As expected, induced samples showed a decreased growth rate.
2. Ethylene detection
Then, ethylene was detected using a Micro Gas Chromatograph (see the protocol page for the adopted methodology). The instrument was calibrated using two different air mixtures with well-defined quantities of each molecule (carbon dioxide, oxygen and ethylene).
The chromatogram clearly shows the presence of a peak corresponding to ethylene; the peak integral was converted to ppm.
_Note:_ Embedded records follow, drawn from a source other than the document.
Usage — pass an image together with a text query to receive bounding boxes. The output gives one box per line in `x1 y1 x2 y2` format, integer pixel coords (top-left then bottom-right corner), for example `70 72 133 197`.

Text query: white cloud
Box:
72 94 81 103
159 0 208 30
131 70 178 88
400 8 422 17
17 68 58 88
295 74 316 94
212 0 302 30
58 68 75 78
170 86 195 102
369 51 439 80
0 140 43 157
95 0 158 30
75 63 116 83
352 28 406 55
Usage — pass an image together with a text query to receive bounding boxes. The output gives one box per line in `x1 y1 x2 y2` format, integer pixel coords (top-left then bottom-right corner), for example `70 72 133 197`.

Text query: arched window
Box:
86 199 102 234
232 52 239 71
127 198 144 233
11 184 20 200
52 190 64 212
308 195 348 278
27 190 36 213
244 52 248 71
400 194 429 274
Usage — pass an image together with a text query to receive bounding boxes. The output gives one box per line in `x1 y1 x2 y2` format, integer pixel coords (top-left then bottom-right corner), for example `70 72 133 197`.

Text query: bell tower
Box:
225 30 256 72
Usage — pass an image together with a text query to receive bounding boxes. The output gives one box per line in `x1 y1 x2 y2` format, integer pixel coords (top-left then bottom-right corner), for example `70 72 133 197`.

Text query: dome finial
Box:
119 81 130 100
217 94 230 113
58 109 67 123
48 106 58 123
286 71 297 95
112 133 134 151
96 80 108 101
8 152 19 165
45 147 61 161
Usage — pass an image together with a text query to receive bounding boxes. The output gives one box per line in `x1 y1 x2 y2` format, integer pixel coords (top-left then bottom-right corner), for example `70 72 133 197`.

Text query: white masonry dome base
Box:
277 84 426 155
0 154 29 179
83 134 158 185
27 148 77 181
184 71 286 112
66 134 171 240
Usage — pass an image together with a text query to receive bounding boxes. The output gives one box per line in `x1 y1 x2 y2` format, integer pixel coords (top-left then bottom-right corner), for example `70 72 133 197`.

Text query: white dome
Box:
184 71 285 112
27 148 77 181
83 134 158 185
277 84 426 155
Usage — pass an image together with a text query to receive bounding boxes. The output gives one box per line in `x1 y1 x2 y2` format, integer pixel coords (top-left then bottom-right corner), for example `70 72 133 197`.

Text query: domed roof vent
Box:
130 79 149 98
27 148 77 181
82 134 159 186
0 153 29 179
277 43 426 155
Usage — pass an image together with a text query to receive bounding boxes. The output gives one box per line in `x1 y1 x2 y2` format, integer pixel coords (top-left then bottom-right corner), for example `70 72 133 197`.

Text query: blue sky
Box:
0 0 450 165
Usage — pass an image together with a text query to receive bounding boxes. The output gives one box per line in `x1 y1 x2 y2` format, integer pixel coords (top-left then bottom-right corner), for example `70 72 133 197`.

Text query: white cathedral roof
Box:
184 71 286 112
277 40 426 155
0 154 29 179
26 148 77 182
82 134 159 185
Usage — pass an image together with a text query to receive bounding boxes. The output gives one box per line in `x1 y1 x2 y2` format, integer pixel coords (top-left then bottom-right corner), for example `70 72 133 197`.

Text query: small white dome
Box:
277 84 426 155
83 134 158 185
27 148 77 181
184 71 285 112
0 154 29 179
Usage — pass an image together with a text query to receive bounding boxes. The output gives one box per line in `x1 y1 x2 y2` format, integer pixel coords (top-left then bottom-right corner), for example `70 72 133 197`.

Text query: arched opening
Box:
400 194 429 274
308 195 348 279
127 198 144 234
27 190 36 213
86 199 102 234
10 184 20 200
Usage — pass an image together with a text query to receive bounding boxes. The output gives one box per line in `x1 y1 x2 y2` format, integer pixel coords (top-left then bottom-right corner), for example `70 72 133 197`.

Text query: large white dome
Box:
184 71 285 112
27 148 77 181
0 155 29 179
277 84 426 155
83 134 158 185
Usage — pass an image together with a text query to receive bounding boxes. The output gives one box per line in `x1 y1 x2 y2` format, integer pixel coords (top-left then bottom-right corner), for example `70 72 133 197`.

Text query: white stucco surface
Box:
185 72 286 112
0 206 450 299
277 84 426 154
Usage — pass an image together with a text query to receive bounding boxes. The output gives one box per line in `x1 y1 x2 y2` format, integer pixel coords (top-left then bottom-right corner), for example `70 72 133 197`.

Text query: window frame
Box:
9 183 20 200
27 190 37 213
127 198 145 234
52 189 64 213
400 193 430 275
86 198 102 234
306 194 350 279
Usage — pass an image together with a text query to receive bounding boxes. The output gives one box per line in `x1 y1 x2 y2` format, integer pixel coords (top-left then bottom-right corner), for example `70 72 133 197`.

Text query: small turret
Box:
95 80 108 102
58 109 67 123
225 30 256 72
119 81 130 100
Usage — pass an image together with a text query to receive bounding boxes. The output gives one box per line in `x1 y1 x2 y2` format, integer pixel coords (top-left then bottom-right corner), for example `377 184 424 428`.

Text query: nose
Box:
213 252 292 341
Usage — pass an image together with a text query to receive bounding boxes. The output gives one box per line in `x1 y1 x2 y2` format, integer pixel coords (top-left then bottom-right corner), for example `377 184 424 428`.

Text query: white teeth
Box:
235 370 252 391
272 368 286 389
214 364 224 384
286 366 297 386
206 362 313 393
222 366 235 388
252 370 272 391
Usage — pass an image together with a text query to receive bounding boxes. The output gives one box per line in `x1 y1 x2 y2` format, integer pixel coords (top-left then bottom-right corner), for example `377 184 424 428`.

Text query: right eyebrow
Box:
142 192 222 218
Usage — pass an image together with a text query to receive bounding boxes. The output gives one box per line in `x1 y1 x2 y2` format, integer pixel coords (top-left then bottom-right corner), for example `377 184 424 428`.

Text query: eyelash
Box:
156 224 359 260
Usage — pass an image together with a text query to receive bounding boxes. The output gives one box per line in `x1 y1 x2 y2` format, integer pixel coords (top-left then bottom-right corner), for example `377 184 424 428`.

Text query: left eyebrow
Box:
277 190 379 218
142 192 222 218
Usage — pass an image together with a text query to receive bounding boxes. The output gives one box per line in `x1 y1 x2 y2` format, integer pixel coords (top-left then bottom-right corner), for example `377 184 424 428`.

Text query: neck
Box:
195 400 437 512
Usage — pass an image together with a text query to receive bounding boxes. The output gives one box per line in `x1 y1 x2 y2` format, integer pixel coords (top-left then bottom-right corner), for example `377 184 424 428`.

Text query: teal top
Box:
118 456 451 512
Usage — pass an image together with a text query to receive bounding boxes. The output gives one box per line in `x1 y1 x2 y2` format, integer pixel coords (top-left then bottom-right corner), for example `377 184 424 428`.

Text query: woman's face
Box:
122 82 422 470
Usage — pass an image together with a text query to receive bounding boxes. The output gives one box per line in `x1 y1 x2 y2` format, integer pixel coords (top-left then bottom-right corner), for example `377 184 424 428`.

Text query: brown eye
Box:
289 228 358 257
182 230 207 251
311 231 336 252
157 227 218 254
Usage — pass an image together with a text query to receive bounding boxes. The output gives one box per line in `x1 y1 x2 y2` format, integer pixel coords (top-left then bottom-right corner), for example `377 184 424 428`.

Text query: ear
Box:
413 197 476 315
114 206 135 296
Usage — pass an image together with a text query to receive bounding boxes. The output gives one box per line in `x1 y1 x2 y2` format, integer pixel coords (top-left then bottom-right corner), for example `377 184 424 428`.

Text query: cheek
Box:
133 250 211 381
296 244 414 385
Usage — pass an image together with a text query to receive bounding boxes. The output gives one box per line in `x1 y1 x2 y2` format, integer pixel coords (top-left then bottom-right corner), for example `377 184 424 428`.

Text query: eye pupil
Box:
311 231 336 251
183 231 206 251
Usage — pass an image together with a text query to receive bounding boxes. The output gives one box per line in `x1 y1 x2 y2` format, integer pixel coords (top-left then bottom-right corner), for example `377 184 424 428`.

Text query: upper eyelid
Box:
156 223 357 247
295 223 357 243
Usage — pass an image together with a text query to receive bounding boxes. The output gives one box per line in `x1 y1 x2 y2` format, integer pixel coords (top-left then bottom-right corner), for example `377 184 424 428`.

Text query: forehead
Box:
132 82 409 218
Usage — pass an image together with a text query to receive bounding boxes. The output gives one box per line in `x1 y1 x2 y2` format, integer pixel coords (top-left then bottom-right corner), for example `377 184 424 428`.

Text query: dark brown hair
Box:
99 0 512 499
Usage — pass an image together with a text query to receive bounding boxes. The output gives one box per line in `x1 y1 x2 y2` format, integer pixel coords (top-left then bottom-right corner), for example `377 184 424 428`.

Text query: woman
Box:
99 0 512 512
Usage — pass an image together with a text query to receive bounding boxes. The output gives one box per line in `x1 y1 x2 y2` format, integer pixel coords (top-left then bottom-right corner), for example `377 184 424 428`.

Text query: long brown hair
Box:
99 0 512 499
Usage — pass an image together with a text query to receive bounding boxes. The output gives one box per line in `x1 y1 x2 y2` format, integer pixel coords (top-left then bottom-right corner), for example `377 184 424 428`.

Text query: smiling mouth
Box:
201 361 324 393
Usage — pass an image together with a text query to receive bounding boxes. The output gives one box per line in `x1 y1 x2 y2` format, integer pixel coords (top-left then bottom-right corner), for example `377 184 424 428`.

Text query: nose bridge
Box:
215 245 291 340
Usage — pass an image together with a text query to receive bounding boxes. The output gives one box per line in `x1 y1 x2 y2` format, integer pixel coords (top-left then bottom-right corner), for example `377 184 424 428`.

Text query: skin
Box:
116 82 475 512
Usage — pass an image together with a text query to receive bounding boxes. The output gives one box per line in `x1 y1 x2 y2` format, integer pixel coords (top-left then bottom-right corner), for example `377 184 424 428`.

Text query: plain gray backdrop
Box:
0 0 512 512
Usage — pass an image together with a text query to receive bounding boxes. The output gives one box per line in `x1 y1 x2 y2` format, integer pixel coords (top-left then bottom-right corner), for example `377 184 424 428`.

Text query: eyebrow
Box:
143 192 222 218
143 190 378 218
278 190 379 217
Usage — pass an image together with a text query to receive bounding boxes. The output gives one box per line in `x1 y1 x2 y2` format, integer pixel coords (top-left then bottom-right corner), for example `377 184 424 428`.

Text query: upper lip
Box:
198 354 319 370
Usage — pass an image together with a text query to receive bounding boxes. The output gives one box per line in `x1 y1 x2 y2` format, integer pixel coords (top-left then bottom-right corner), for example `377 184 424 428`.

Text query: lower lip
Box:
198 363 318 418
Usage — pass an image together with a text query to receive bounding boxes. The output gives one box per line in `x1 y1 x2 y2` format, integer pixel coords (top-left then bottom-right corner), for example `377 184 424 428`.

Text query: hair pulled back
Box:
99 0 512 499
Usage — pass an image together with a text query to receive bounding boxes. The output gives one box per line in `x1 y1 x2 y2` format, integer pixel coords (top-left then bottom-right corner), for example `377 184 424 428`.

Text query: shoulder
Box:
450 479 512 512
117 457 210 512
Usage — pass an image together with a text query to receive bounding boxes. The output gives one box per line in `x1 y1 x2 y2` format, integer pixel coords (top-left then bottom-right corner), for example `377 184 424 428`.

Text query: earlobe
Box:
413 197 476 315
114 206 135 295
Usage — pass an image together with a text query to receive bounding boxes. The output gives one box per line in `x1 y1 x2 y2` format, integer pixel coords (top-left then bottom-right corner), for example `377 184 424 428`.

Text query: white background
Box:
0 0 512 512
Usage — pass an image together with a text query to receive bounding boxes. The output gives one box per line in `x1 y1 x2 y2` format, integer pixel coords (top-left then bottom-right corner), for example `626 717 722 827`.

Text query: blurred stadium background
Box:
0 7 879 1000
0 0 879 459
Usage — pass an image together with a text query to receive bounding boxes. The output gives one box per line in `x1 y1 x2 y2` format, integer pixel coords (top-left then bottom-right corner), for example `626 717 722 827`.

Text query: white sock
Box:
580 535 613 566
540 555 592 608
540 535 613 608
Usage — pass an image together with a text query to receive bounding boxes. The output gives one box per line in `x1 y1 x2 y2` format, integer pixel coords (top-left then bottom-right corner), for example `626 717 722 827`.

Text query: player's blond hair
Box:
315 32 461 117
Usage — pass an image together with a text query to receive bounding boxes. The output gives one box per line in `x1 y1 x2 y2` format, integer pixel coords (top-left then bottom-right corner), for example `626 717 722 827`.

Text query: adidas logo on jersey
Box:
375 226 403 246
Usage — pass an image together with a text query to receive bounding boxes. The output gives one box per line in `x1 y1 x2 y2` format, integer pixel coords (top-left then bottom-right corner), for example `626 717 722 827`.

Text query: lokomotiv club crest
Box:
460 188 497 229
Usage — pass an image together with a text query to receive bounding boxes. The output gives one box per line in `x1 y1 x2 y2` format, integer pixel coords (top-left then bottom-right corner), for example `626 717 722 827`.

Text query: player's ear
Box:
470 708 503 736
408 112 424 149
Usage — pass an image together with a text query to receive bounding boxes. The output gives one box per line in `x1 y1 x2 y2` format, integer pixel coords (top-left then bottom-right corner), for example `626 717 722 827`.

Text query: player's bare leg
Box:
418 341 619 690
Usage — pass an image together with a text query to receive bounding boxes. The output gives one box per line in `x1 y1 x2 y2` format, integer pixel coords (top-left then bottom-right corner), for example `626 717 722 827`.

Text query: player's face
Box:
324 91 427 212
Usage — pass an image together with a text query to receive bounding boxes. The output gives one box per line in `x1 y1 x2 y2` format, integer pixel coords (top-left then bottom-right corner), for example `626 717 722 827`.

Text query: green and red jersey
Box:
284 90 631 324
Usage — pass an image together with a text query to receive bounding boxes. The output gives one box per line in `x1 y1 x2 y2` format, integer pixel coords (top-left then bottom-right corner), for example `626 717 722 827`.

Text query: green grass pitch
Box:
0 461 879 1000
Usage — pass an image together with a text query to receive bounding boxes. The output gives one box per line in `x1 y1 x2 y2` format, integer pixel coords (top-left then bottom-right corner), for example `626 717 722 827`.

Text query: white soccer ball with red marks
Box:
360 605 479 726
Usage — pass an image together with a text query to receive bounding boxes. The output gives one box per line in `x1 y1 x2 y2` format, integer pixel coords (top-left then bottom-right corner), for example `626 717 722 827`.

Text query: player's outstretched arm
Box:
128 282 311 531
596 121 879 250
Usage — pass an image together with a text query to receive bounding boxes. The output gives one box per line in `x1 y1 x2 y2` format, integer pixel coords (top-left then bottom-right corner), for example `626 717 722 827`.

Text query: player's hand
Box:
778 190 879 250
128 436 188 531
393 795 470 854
Sample | Ethylene detected |
---|---|
Not induced | 0 ± 15 ppm |
Induced V = 1.5 ml | 61 ± 15 ppm |
Induced V = 3 ml | 101 ± 15 ppm |
3. Kinetic assay for ethylene production
We performed a kinetic assay in order to analyze ethylene production over time (see the protocol page for the adopted method).
Figure 3 shows how inducing the culture at O.D.600 equal to 0.8 a.u. caused a 2-fold increase in ethylene production.
E. coli - Blue light circuit
After having characterized Ethylene production using BBa_K1065001, we tried to put EFE under the control of a photoinducible circuit and we then tested his behaviour. We assembled the photoinducible circuit exploiting many subparts from different teams (Uppsala2011 and Berkeley 2006). The construct includes an inverter that allows ethylene production only in presence of light.
Photoinduced ethylene production - kinetic assay
We performed a kinetic assay in order to analyze ethylene production over time using (BBa_K1065XXX). The sample was then exposed to a blue light led (470 nm) while it was connected to the micro GC (see the protocol page for the adopted method).